Par moments l’écoute de ton album m’a évoqué les atmosphères d’illuminations en bruissements d’insectes du dernier Apparat, The Devil’s Walk. Une sorte de féérie justement mais intrinsèquement liée aux atmosphères développées, subtile, pas cliché. Presque Myazakiennes, suprasensible. Connais-tu la musique d’Apparat et si oui sens-tu des accointances entre sa musique et la tienne ?
J’adore Apparat. Je viens de découvrir son dernier album et j’avoue l’avoir moins aimé que son précédent, Walls, mon favoris, que j’écoute très souvent. Disons que sur The Devil’s Walk, les voix m’ont étonné. Mais bien sûr, j’y trouve des accointances avec ce que je fais, comme c’est souvent le cas avec les musiques que j’aime, même si souvent ces accointances ne parlent qu’à moi ! Globalement, j’adore son travail sur le rythme, reconnaissable entre mille et sa gravité et mélancolie assumées, ce qui n’est pas encore mon cas. Dans son dernier album il y a plus d’éléments acoustiques et un mode d’enregistrement un peu différent, du coup oui, sur un morceau comme « The Soft Voices Die », il y a vraiment un univers très proche du mien, avec toujours, heureusement, les choix qui sont propres à chacun, à savoir des progressions harmoniques comme ci ou comme ça, ce qui fait que l’on ne peut jamais se dire : j’aurais fait la même chose.

Il y a peu de chant et de texte dans ton disque et quand il y en a « ça parle » de silence, d’absence, de délitement de l’être. Quel est ton rapport au chant et à la pop ?
J’ai découvert ma voix assez tardivement en l’utilisant dans des réalisations sonores qui accompagnaient des photographies, donc avant tout sous la forme parlée. Le caractère rythmique et musical de cette utilisation ne m’a pas échappé. Et puis un jour je suis passée d’une voix parlée sur la musique à une voix progressivement chantante, de manière très laborieuse (il faut compter entre 50 et 250 prises pour obtenir un résultat qui me convient ! j’exagère à peine) parce que concrètement, je ne sais pas chanter, mais j’aime beaucoup ça.
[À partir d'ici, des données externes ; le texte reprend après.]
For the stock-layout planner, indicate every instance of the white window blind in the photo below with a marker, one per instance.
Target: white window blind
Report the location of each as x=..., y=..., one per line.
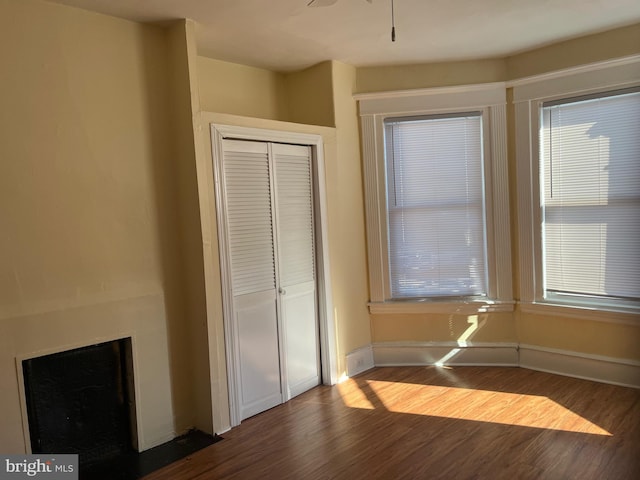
x=436, y=217
x=590, y=195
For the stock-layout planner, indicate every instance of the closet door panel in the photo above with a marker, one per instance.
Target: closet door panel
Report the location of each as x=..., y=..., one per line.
x=249, y=219
x=294, y=218
x=258, y=360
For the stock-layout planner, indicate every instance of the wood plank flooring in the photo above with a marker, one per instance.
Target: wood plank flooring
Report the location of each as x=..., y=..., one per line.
x=434, y=423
Et j’ai aimé du coup pouvoir exprimer des images par des mots. Il est vrai que chanter et écrire des textes fait basculer dans une autre dimension de l’expression de soi. Ce qui en ressort chez moi, c’est mon expérience de la solitude et de l’imaginaire qui en découle, ainsi que la manière dont j’aime l’observer chez les autres, dans la rue, dans un café, n’importe où. Et en ce qui concerne la pop, il y a comme quelque chose qui m’échappe dans ce mot. Je ne saurais pas dire ce que c’est pour moi la pop.

En tous cas, quand tu te mets à chanter on découvre une voix assez grave et pugnace, qui minaude pas quoi comme sur ce « Washing Machine » tout en « word dropping » presque rap qui ouvre l’album. C’est important ça, ne pas minauder ? Et comment est né ce morceau ? Son propos est, paraît-il, politique…
Oui, ne pas minauder c’est un premier pas vers la désinhibition ! J’ai écrit ce texte avec une intention très précise, mais aussi en accord avec le rythme. La musique a précédé le texte, comme pour tous les morceaux. L’ordre des mots est soigneusement choisi en fonction de cette contrainte (nombre de syllabes etc.). J’y énumère un certain nombre de mots, adjectifs, signifiants, activités, que l’on assigne ou associe aux femmes, des caractères qu’on dit « naturels ». Ces assignations de genre émanent et servent des rapports de pouvoir et dès qu’il s’agit de rapports de pouvoir on est dans le politique il me semble. Je n’y vais pas avec le dos de la cuillère parce que ces « assignations » m’énervent beaucoup.

« XXY » c’est un morceau (deux morceaux d’ailleurs) sur le syndrome de Klinefelter ?
Ce n’est pas un morceau qui parle de cette combinaison chromosomique, mais le titre y fait référence évidemment. Ce morceau est une évocation métaphorique de la question de la perception du genre et surtout de mes questionnements sur « qu’est ce qui se joue et qu’est ce qui est si important au fond quand on se demande au sujet de quelqu’un : « Est-ce un homme ou une femme ? » mais qui pourrait rejoindre aussi les interrogations autour de : « Est-ce un blanc ou un noir » ? Il n’y a pas longtemps j’ai lu La Tâche de Philip Roth, livre sur un homme noir qui se fait passer toute sa vie pour blanc et dont la carrière universitaire s’achève brusquement, parce qu’il est accusé de racisme… Je ne saurais pas dire pourquoi, mais je sens qu’il y a un lien.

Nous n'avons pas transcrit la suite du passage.